Cerró el domingo su temporada de ópera el madrileño teatro Real, y lo hizo acudiendo a un título que está teniendo cierta repercusión en determinados circuitos líricos como es «Ainadamar», del compositor argentino Osvaldo Golijov. Conocía el título sólo por la grabación discográfica, y tenía interés en asistir a una representación escénica del mismo, porque los registros discográficos no siempre hacen justicia a la ópera de nuevo cuño. Sin embargo, en el caso que nos ocupa, poco más se añade a la audición, puesto que ni la música de Golijov -que tiene otras creaciones de bastante mayor interés- ni el aberrante e insulso libreto de David Herny Hwang -traducido al español por el propio Golijov- dan mucho más de sí en vivo.

La figura de Federico García Lorca, su inmensidad estética como poeta y dramaturgo, tiene que luchar constantemente contra una especie de «canonización» internacional que poco aporta más allá de los lugares comunes. En el libreto de «Ainadamar» hay pasajes de Hwang que sonrojan por su puerilidad, por acudir al tópico con una desvergüenza que espanta. Flaco favor le hace esta obra a Lorca o a la gran Margarita Xirgú -el argumento se sustenta en la relación entre ambos- y sin duda se me ocurren más de media docena de escritores españoles lo suficientemente documentados para abordar el tema con la dignidad que merece la inmensidad de la figura y el legado lorquianos, su muerte bárbara y cruel, y la modernidad de su escritura viva, cada vez más necesaria según pasa el tiempo.

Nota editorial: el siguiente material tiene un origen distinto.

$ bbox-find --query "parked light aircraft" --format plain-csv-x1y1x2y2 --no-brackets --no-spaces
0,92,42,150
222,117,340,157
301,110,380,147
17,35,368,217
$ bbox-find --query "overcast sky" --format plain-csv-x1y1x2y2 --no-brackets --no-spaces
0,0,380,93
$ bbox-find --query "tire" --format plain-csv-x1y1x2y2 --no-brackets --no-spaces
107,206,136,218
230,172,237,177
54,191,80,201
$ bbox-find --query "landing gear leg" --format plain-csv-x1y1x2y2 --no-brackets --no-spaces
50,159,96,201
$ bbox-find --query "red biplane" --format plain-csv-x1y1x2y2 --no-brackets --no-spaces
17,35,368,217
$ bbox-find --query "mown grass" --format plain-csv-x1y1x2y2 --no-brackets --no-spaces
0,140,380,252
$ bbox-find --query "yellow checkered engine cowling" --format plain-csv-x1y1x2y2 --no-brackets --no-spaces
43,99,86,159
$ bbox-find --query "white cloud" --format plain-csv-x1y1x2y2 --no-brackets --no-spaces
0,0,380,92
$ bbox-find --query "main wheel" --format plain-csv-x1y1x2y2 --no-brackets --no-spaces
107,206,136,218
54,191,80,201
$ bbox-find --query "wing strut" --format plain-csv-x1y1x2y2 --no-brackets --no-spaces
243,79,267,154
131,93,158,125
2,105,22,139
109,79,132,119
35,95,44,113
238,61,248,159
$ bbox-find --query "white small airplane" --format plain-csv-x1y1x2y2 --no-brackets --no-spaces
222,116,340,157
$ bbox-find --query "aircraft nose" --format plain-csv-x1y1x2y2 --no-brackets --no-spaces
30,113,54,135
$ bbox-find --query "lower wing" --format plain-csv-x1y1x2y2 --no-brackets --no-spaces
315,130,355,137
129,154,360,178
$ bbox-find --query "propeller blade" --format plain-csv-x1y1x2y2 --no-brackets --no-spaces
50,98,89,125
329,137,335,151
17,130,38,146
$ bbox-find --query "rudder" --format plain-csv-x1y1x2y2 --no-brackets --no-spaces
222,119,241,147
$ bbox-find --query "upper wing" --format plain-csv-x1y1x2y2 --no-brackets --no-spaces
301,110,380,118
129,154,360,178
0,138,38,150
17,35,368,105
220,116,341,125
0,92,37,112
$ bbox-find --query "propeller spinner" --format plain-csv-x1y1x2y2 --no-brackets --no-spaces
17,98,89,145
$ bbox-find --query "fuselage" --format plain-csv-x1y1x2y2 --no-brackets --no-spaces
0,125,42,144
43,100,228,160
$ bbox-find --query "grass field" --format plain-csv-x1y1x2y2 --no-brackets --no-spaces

Tampoco la partitura de Golijov es una de sus más inspiradas creaciones. Funciona en su mezcla estilística, en la búsqueda de la raíces, en sus rasgos aflamencados, pero salvo dos o tres escenas más efectistas, el trazo es débil en este drama lírico de entidad discreta.

Eso sí, el Real puso a disposición de la obra elementos que ayudaron, y mucho, a elevar el listón de calidad. En primer lugar, una decisión que se convirtió en el acierto de la velada. El personaje de Margarita Xirgú se desdobló, y Nuria Espert recitó poemas del «Diván del Tamarit» que helaban la sangre por la belleza de su dicción y la convicción con la que ella sabe desgranar a un autor que interpreta ya de forma legendaria. La presencia de Espert -icono esencial de la cultura teatral europea- es el fuego que aviva la obra con una intensidad abrasadora.

El reparto vocal funcionó con eficacia, especialmente, Jessica Rivera como la Xirgú y, desde la corrección, Kelley O'Connor como Lorca y Nuria Rial como Nuria. Al frente de la orquesta, Alejo Pérez hizo que todo funcionase con pulcritud exquisita, pese a la amplificación de conjunto -muy cuidada técnicamente, pero absolutamente fuera de lugar en el contexto de la representación.

Aciertos también se dejaron ver en la tensa puesta en escena de Peter Sellars, asentada sobre una escenografía pictórica de ese artista iconoclasta que es Gronk. Los recursos de Sellars se percibían en el perfecto manejo de los personajes y las situaciones, en la recreación de una atmósfera lorquiana de fuerte tensión dramática.

Al final la pared del fondo se levanta y se contempla la plaza de Isabel II, por la que se coló una pancarta -imagino que portada por personas vinculadas al teatro- con protestas sobre su situación. Sólo alcancé a leer la palabra «ruina». Para otra ocasión sería recomendable asirla de manera más alta para mejor comprensión por parte del público. Curioso cierre de temporada.